Editorial August 2012
It’s August, the month when ‘the girls’ go to New York City, not every year, of course, but often enough. Over time we’ve seen most of its landmarks. When we’re there we always take a ride on the hop-on, hop-off bus. It’s now a tradition even though it’s a touristy thing to do. I’ve taken the hop-on bus in other cities as well. It works for me. On the website this month we’re visiting cities in the United States, China and Malaysia from the ‘top of a double-decker’: NYC, Chicago, Shanghai, and Georgetown.
Sometimes I get on the bus and don’t get off until it finishes its loop; that way I get an overview of the place and it helps me decide where I want to spend my time—where I’ll ‘get off’ the next time around.
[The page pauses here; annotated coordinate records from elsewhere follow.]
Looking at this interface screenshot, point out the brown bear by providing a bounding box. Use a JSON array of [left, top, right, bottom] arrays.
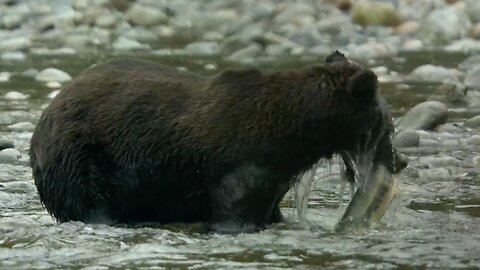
[[30, 52, 406, 232]]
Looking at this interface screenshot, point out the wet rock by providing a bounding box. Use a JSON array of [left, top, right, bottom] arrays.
[[472, 156, 480, 167], [4, 91, 28, 100], [395, 21, 420, 36], [419, 156, 462, 168], [316, 14, 354, 33], [45, 81, 62, 89], [419, 168, 453, 181], [420, 6, 471, 44], [8, 122, 35, 131], [0, 71, 12, 82], [436, 123, 465, 134], [410, 64, 461, 82], [203, 31, 225, 41], [393, 130, 420, 148], [126, 4, 168, 26], [427, 83, 468, 106], [419, 138, 442, 149], [445, 38, 480, 53], [458, 54, 480, 71], [463, 135, 480, 146], [20, 68, 38, 78], [274, 2, 315, 24], [227, 44, 263, 63], [352, 1, 402, 26], [464, 0, 480, 23], [470, 23, 480, 39], [185, 41, 220, 56], [0, 148, 22, 164], [308, 44, 333, 56], [0, 37, 32, 51], [0, 138, 15, 151], [112, 37, 150, 51], [398, 101, 448, 130], [465, 115, 480, 128], [465, 66, 480, 90], [220, 24, 265, 55], [47, 90, 60, 99], [343, 41, 398, 60], [402, 39, 425, 52], [35, 68, 72, 82], [95, 11, 117, 28], [287, 25, 329, 47], [0, 52, 26, 61]]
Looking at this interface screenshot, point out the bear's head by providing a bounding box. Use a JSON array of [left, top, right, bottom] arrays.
[[320, 51, 407, 226]]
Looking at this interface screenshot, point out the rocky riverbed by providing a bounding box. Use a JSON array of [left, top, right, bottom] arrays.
[[0, 0, 480, 269]]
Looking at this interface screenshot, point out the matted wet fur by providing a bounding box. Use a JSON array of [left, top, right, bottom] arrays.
[[30, 52, 404, 231]]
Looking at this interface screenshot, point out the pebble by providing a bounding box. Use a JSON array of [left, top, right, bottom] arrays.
[[465, 115, 480, 128], [45, 81, 62, 89], [419, 168, 452, 181], [410, 64, 461, 82], [393, 129, 420, 148], [465, 66, 480, 90], [126, 4, 168, 26], [420, 6, 471, 44], [0, 138, 15, 150], [4, 91, 28, 100], [0, 71, 12, 82], [351, 1, 402, 26], [0, 51, 26, 61], [226, 44, 263, 62], [472, 156, 480, 167], [464, 0, 480, 23], [185, 41, 220, 56], [398, 101, 448, 130], [8, 122, 35, 131], [0, 148, 22, 164], [112, 37, 150, 51], [427, 83, 469, 106], [35, 68, 72, 82], [445, 38, 480, 54], [419, 156, 462, 168], [0, 37, 32, 51], [47, 90, 60, 99]]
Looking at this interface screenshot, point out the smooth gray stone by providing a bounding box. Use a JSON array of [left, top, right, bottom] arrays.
[[393, 130, 420, 148], [398, 101, 448, 130]]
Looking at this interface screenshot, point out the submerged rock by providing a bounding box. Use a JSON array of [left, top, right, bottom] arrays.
[[185, 41, 220, 56], [0, 148, 22, 164], [398, 101, 448, 130], [4, 91, 28, 100], [410, 64, 461, 82], [8, 122, 35, 131], [465, 66, 480, 90], [392, 130, 420, 148], [427, 83, 468, 106], [0, 138, 15, 151], [126, 4, 168, 26], [352, 1, 402, 26], [35, 68, 72, 82], [420, 6, 471, 44], [465, 115, 480, 128]]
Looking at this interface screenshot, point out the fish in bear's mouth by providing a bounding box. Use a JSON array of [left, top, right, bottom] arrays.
[[295, 136, 407, 231]]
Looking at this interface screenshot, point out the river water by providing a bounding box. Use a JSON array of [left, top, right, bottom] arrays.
[[0, 53, 480, 269]]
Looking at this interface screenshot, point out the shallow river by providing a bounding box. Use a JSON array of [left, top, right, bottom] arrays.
[[0, 53, 480, 269]]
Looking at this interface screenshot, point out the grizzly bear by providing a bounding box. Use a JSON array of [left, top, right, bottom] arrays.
[[30, 52, 406, 232]]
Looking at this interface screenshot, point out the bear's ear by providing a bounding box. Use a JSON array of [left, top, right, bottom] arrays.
[[325, 50, 348, 64], [347, 70, 377, 103]]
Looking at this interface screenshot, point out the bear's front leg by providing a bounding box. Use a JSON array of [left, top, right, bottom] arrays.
[[209, 165, 289, 233]]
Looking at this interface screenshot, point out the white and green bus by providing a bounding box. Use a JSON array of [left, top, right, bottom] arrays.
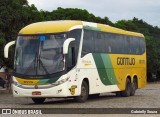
[[4, 20, 146, 103]]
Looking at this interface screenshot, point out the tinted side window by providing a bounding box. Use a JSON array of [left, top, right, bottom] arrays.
[[130, 36, 139, 54], [81, 30, 94, 57], [68, 29, 82, 62], [139, 38, 146, 54], [94, 32, 106, 53]]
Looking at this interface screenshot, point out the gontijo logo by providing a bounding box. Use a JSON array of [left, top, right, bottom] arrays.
[[117, 57, 135, 65]]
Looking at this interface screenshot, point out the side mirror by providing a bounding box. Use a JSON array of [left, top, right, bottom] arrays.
[[4, 41, 15, 58], [63, 38, 75, 54]]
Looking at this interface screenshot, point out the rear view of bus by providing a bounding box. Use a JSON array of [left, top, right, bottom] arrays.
[[4, 21, 146, 103]]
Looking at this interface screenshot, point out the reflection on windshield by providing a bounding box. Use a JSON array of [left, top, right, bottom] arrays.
[[15, 34, 66, 75]]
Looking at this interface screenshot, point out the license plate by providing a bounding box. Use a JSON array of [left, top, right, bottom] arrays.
[[32, 91, 41, 95]]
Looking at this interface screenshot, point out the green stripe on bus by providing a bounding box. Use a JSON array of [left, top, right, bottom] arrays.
[[83, 26, 101, 31], [92, 54, 118, 85]]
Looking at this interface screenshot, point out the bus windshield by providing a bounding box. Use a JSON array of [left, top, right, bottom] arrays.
[[14, 34, 66, 76]]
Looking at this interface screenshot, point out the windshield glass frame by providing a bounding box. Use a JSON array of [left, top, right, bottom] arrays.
[[14, 32, 68, 77]]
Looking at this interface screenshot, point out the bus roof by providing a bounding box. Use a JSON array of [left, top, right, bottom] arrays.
[[19, 20, 144, 37]]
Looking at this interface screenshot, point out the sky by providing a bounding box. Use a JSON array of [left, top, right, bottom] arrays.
[[28, 0, 160, 27]]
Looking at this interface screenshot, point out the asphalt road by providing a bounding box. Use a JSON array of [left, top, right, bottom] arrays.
[[0, 82, 160, 116]]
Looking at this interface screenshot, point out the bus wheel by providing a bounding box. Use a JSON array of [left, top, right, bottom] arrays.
[[130, 79, 137, 96], [121, 78, 131, 97], [75, 81, 89, 102], [32, 98, 46, 104]]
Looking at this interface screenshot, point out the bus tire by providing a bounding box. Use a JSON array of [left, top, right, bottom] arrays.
[[32, 98, 46, 104], [121, 78, 131, 97], [130, 79, 137, 96], [75, 81, 89, 102]]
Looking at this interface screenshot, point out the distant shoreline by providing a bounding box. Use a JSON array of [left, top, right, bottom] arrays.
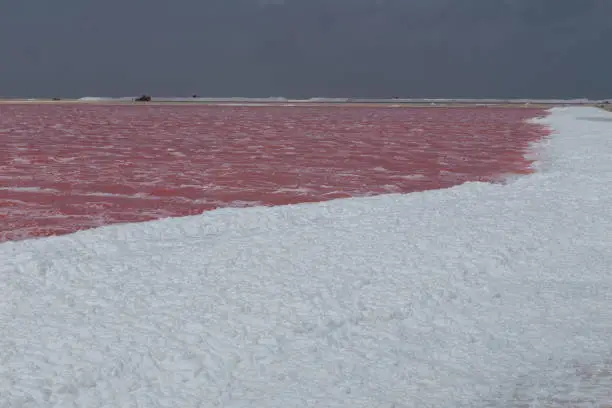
[[0, 98, 612, 111]]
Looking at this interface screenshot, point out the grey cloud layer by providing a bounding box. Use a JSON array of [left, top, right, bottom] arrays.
[[0, 0, 612, 98]]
It’s a way of addressing “big-city hassle”, according to Jane Maas in her new book, Mad Women. In it she describes the “I love New York” campaign in the late 1970s that was “without question the most successful tourism promotion ever launched”. During the campaign, visitors could purchase packages that included sightseeing and transportation; this made the whole experience easier. Now I’m not a ‘tour-package-sort-of-person’ but the hop-on bus similarly makes visiting a big city more doable.
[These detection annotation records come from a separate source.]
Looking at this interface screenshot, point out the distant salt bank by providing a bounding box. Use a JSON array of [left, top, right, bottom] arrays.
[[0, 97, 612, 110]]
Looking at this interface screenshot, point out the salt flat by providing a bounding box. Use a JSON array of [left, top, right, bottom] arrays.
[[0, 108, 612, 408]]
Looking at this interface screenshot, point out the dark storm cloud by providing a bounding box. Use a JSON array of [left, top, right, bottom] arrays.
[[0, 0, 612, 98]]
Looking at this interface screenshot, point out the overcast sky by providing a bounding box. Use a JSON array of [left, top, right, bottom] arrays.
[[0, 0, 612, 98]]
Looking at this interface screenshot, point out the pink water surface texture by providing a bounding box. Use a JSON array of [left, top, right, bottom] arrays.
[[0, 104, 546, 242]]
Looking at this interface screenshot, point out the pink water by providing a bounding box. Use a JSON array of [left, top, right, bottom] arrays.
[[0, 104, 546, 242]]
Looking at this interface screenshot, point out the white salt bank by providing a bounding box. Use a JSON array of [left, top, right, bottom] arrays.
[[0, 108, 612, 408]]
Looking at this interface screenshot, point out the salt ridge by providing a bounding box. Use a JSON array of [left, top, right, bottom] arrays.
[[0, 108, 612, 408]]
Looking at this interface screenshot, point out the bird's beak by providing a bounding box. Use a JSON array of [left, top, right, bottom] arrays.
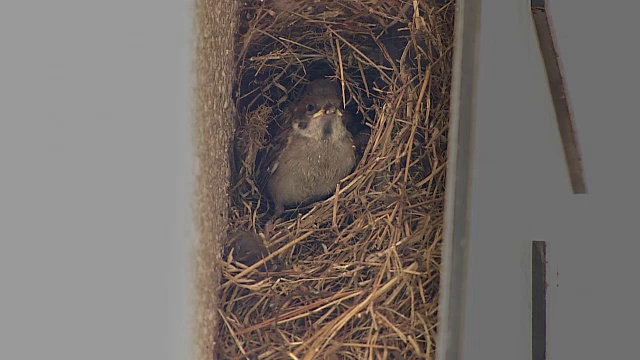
[[312, 107, 342, 119]]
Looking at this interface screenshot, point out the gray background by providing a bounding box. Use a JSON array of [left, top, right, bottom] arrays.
[[0, 0, 192, 360], [0, 0, 640, 359]]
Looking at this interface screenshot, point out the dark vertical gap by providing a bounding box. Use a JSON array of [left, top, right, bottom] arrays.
[[531, 0, 587, 194], [531, 241, 547, 360]]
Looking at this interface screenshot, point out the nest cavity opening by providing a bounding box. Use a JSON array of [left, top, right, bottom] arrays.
[[218, 0, 454, 359]]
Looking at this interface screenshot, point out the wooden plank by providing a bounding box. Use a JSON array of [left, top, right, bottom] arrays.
[[437, 0, 480, 360], [531, 0, 587, 194]]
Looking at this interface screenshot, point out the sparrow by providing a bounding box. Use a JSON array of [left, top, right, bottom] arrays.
[[267, 79, 356, 217]]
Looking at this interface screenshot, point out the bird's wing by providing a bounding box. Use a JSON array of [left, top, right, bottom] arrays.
[[258, 123, 291, 189]]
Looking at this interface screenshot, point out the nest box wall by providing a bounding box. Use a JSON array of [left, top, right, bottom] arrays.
[[193, 0, 238, 359]]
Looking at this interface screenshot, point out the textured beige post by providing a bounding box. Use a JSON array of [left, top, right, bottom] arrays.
[[192, 0, 238, 360]]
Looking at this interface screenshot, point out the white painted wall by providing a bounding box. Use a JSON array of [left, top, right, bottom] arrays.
[[0, 0, 192, 360], [463, 0, 640, 360]]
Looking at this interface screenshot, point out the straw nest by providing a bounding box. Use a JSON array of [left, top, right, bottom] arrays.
[[218, 0, 454, 359]]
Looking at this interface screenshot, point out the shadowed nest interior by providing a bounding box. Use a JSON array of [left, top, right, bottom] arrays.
[[218, 0, 454, 359]]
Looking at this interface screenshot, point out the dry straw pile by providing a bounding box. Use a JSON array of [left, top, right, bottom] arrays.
[[219, 0, 454, 359]]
The first time I visited NYC was 1980 when the campaign promoting Leona Helmsley’s Palace Hotel was going strong. Jane Maas talks about that in her book too. We stayed at the Palace and there was a magazine in our room that told us how ‘Queen Helmsley’ wanted nothing but the best for her guests and assured this by keeping a very close watch on the staff. The tagline was “The only hotel in the world where the Queen stands guard”. We loved being in that famous hotel even though all four of us had to share a room to make it affordable. The “Queen”, however, eventually became known as the “Queen of Mean” for how badly she treated her staff. Memorable.
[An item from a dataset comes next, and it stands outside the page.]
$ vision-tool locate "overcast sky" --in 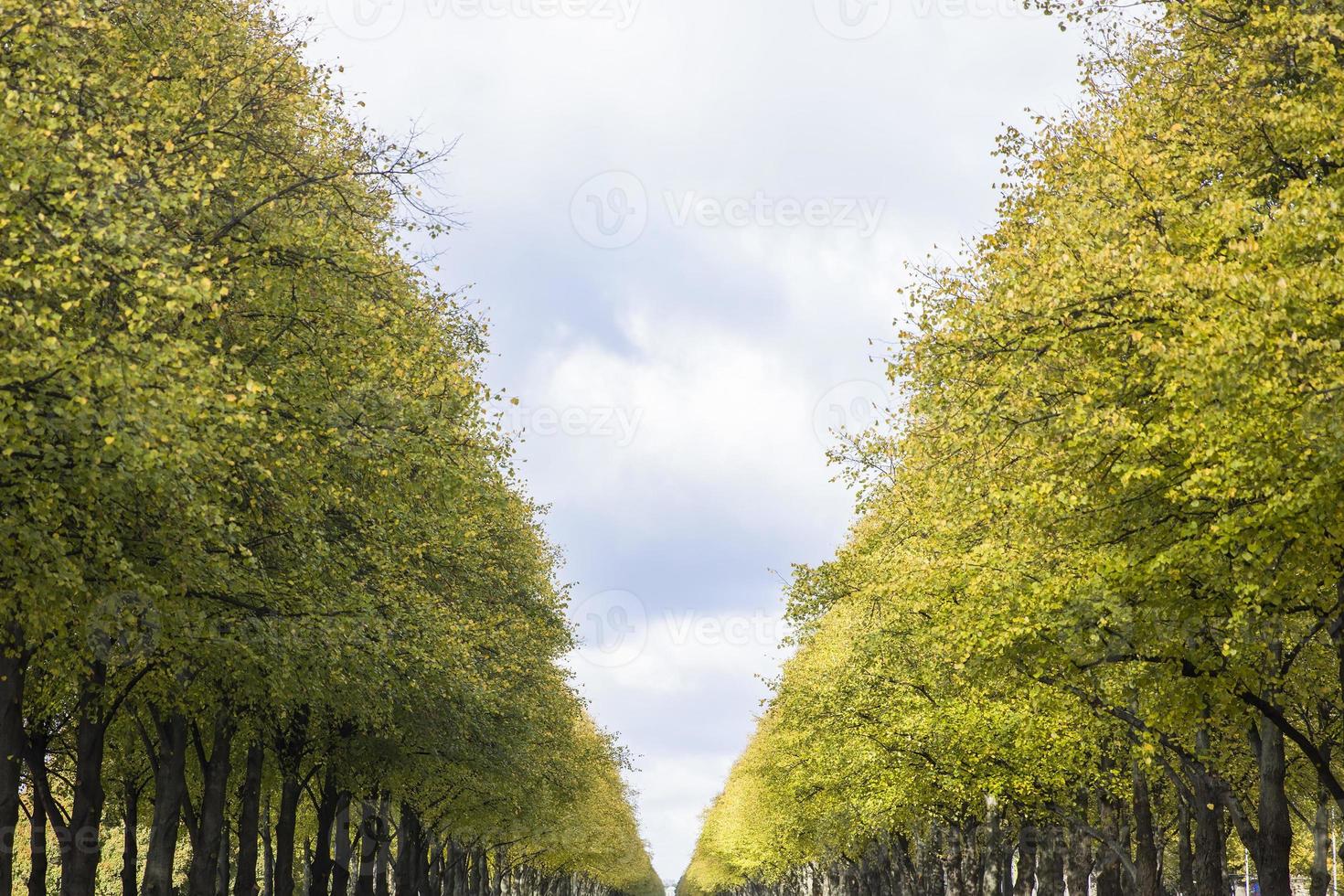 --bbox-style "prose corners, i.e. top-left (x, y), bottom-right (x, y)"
top-left (275, 0), bottom-right (1079, 880)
Jessica and Ian just returned from four days in the great city of Chicago where they went to celebrate Jessica’s 30th birthday. Ian said he would prefer to blend in with the locals rather than ride on the top of a double decker bus but, hey, it was her outing so he went along with it.
Not everyone wants to go to a big city when the weather is hot. Some prefer to hang out at the lake, which is easy to do in Canada for it’s a country of lakes. Oceans also border this country so bring your bathing suit if you’re coming for a visit during the summer. And consider pitching a tent or renting a cottage. A favourite road trip of mine is driving up the west coast of Newfoundland and catching a ferry over to Labrador while watching the icebergs float by. We’ll leave that story for another day and instead go to the other side of the country, to Vancouver Island, where Andrew, Erin and their two kids rented a cottage looking out over Georgia Strait. They just mellowed out and it was blissful.
If you need some stimulation to get you moving during these lazy days of summer, then read Barbara Reinhardus’ article about making a garden at a Canadian cottage, and a fine one at that.